My heart began to beat faster as I thought about the kiss. My lips began to feel funny as my stomach also began to act weird. Why did it have so much effect on me?

I walked along a path when a clearing appeared ahead of me.

 

The moon shimmered down as I stood in front of a large memorial stone.

“This place brings a lot of memorise,” I turned to see Kakashi back in full uniform, with his face covered.

I didn’t say anything but turn back to the large stone. I read over the names when I came across one that caught my eye, “Sakumo Hatake, this person has the same last name as you?”

I waited to hear Kakashi’s response when his arms wrapped around my waist and buried his face onto the side of my neck. The warmth of wetness began to grow on my shoulder where he quietly sob. My eyes soon began to swell with tears as that name finally took effect on me. I turned to Kakashi and held him tight in my arms.

“I’m sorry Kakashi! I’m-”

His lips were warm and his hand tangled within my hair. My body responded, but only similar to his kisses. This man here, this man that I was kissing really had something to do with my life.

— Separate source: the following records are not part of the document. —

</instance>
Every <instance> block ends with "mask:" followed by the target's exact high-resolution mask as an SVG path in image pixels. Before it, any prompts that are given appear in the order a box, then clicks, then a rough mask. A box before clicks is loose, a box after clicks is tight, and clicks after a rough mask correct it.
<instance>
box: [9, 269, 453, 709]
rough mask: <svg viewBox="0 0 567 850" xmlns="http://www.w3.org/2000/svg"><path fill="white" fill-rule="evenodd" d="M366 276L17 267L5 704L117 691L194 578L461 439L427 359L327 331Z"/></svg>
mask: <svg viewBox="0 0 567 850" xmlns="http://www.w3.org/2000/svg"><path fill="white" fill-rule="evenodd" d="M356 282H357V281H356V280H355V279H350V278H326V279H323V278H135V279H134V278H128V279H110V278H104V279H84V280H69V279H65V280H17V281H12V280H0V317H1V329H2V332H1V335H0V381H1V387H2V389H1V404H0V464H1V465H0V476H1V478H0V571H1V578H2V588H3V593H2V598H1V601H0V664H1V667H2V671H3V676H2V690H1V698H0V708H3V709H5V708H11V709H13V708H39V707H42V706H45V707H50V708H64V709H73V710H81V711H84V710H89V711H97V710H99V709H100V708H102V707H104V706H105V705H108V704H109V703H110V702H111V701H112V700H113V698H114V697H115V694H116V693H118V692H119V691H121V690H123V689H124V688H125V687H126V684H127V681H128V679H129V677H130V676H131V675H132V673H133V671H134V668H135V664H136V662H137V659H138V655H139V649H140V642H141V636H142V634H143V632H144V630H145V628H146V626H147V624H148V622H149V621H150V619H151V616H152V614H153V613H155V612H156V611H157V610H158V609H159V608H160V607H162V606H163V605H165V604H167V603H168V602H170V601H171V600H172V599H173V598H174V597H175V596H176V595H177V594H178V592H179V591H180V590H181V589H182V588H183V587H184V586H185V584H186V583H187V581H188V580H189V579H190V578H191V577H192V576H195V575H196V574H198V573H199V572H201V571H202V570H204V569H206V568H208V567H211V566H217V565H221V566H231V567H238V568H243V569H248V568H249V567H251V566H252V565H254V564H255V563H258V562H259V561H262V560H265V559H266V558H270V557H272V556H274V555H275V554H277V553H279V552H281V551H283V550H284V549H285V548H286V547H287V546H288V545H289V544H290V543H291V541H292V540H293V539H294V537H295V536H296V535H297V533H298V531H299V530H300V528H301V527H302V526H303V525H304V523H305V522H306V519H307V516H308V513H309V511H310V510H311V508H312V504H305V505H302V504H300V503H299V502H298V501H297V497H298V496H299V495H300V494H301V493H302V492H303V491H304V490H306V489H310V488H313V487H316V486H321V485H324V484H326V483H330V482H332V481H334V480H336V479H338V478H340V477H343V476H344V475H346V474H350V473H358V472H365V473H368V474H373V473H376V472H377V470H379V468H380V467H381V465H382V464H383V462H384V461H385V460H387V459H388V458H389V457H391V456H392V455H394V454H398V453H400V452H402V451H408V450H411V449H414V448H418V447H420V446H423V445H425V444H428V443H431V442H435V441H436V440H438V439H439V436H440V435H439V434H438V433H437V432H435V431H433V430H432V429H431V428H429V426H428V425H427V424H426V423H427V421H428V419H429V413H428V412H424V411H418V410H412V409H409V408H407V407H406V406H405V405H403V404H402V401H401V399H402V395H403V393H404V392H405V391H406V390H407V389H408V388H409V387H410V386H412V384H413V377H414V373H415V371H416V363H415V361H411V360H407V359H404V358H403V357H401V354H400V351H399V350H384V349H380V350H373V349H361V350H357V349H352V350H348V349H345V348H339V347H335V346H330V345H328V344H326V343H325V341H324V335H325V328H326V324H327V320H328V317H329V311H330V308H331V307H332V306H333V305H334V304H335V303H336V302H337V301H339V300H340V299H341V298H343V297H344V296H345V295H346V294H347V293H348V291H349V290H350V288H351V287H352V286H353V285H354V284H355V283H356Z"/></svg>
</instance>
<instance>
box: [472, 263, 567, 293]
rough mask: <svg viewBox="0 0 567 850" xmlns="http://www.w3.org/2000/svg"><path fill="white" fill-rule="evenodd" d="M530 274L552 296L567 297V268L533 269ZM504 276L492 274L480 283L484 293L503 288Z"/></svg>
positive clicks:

When he pulled back I only had the strength to hold him tightly within my arms.

 

Sakumo Hatake was Kakashi’s father who died. I remember his face so well, and how close our parents used to be. He was a kind man and my mother had always talked about how good he was as a ninja. He was the best of his kind and the best of friend to my mother.

 

Kakashi, what was it that you were going to tell me about my family?

Maybe after this explanation I would probably know the truth behind everything.